Seek counseling, as I am. My 1st marriage was 15 years, this 2nd one is 10 years. Wow, 25 years went by like a blur. I won't let the next decade go by so easily, life is too short. If you can't figure out what to do, you need help in making your decision. I'm in the same boat. Good Luck!

2006-10-15 00:37:38 · answer #4 · answered by cathymrehr 2 · 1 0

BE HONEST. Tell him how you feel. Honesty is the best policy sister. It may hurt him, and you may be hurt too. Just let all your feeling out. Tell him that you need to talk.
I felt that way about 1 year ago, as I now have been married for 5 years. We talked and I told him ALL the things that have been bothering me. It felt like we were room mates more than anything. It all worked out in the end for us, but that's us. Go with your feelings..tell him exactly how you feel. If anything you have gained a friend. Good luck to you!!

2006-10-15 00:35:08 · answer #5 · answered by Anonymous · 3 1

feelings change over time and love fades when no one nutures and protects it... restoration is very possible - are you up for the challenge? reignite the fire by doing the things you two once did while dating.... a lot of it is communication.
Ask yourself this question - If I knew my spouse had only two weeks to live, what would I do to make his time left enjoyable and how would I show my affections?
When you know the answers, will you put them in action?

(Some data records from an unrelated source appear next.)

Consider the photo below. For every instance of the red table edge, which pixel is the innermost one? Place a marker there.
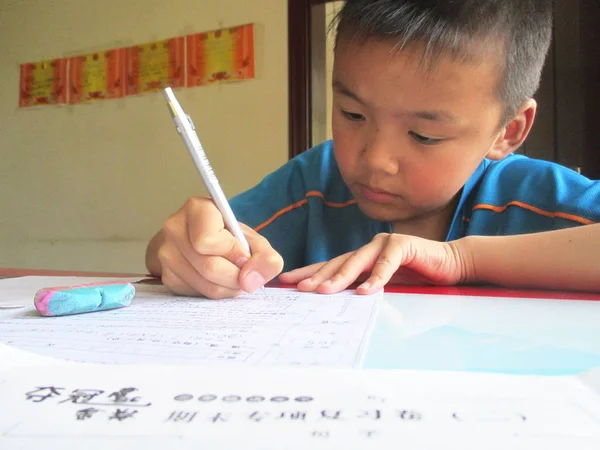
(472, 291)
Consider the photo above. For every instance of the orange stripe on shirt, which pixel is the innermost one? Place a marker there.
(539, 211)
(300, 203)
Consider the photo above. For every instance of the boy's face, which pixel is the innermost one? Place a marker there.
(406, 140)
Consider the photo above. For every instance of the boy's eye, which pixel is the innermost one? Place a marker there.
(352, 116)
(424, 139)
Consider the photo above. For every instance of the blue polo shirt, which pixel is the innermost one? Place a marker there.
(307, 212)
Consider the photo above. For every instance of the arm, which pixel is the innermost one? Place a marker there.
(560, 259)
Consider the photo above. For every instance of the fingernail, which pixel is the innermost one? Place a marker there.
(254, 280)
(241, 261)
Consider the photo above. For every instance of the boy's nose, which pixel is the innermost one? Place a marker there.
(380, 156)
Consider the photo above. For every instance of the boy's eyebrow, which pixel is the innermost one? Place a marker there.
(435, 116)
(343, 89)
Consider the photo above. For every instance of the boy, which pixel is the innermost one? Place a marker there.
(420, 183)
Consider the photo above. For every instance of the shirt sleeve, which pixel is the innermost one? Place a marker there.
(523, 195)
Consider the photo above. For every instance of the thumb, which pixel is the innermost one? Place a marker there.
(264, 264)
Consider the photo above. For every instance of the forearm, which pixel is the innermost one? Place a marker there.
(563, 259)
(152, 261)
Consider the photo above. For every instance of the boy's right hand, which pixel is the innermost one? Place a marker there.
(198, 255)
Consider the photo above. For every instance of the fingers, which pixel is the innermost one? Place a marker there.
(393, 255)
(264, 264)
(297, 275)
(381, 257)
(180, 277)
(207, 234)
(200, 254)
(345, 271)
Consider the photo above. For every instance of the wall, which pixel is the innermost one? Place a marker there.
(85, 187)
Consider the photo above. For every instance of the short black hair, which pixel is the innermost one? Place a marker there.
(523, 28)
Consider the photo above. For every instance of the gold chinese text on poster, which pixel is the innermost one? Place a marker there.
(220, 55)
(97, 76)
(43, 83)
(155, 65)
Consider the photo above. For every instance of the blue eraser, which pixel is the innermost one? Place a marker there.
(83, 298)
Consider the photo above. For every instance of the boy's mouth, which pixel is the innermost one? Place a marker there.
(376, 195)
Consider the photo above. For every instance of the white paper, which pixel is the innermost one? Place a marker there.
(285, 328)
(125, 407)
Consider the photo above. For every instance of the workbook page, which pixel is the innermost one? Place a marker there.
(282, 328)
(93, 407)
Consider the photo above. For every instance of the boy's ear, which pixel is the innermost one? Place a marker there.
(515, 132)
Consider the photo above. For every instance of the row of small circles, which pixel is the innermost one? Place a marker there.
(237, 398)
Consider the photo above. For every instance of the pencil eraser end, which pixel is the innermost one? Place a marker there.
(62, 301)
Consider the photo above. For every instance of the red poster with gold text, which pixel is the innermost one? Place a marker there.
(97, 76)
(220, 55)
(43, 83)
(155, 65)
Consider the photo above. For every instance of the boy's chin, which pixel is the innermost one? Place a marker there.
(386, 212)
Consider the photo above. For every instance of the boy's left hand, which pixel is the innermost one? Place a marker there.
(394, 258)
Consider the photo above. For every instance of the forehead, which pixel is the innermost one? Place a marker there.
(384, 75)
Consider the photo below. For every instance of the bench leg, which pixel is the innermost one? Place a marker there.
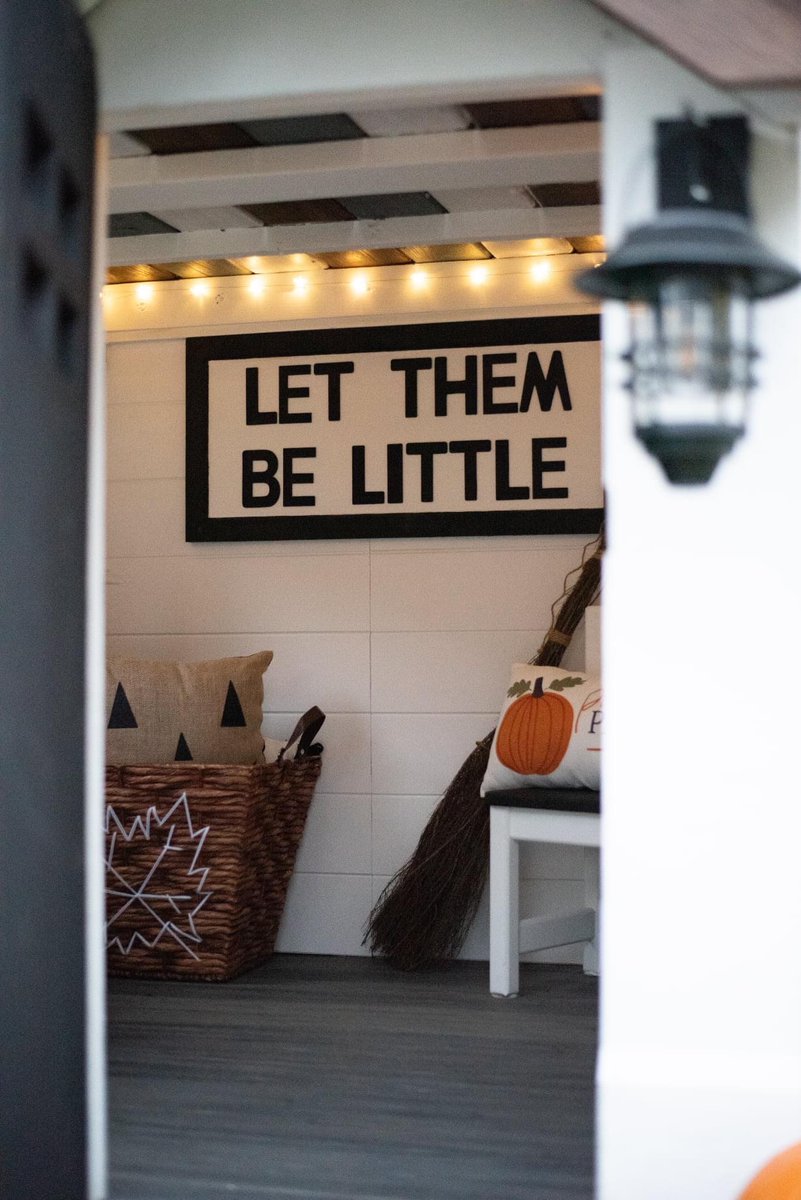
(592, 900)
(504, 906)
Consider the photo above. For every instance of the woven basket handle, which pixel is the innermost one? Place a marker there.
(305, 733)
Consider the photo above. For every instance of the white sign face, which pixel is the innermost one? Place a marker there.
(470, 427)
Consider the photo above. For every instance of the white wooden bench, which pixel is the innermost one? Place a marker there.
(570, 816)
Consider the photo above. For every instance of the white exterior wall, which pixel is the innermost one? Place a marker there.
(699, 1078)
(404, 643)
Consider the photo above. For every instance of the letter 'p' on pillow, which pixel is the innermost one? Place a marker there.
(549, 731)
(185, 712)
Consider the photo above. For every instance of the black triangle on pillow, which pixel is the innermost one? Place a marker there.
(182, 753)
(233, 714)
(121, 713)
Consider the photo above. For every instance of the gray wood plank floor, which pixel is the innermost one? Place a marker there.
(330, 1079)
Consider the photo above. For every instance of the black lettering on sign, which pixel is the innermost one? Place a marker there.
(411, 369)
(253, 414)
(333, 372)
(491, 382)
(285, 417)
(540, 466)
(395, 473)
(546, 385)
(426, 453)
(504, 489)
(470, 450)
(294, 479)
(467, 387)
(359, 479)
(264, 477)
(260, 471)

2006-10-15 00:38:36 · answer #6 · answered by jaimestar64cross 6 · 0 0

I agree with the praying for guidance. But telling him you don't find him attractive anymore is only going to hurt his feelings and make him feel insecure. If you still love him, talk with him about how to make your love life more exciting. Try new things. Vows are serious. Only you can know when things are over for you.

2006-10-15 00:47:22 · answer #7 · answered by Wendsday's child 3 · 1 1

First of all you need to talk to him about his feelings. You might try going to a marriage counselor and see if they could help you. Other than that divorce him and find someone you can love and who will love you. Good luck.

2006-10-15 00:34:11 · answer #8 · answered by Anonymous · 1 0

I would say do yourself both a favor and move on. There is nothing worse for both of you then to stay in a loveless marrigae. Its just not fair. It will be hard but in retrospect he will thank you.

2006-10-15 00:34:21 · answer #9 · answered by kibbles 3 · 1 0

you have a serious problem, marriage is a life long commitment and if you feel this way YOU need to fix it, talk to him see what your problem is and remember if you don't love him after you try to fix this, then honesty is the best way to go, give him his freedom and let him be happy.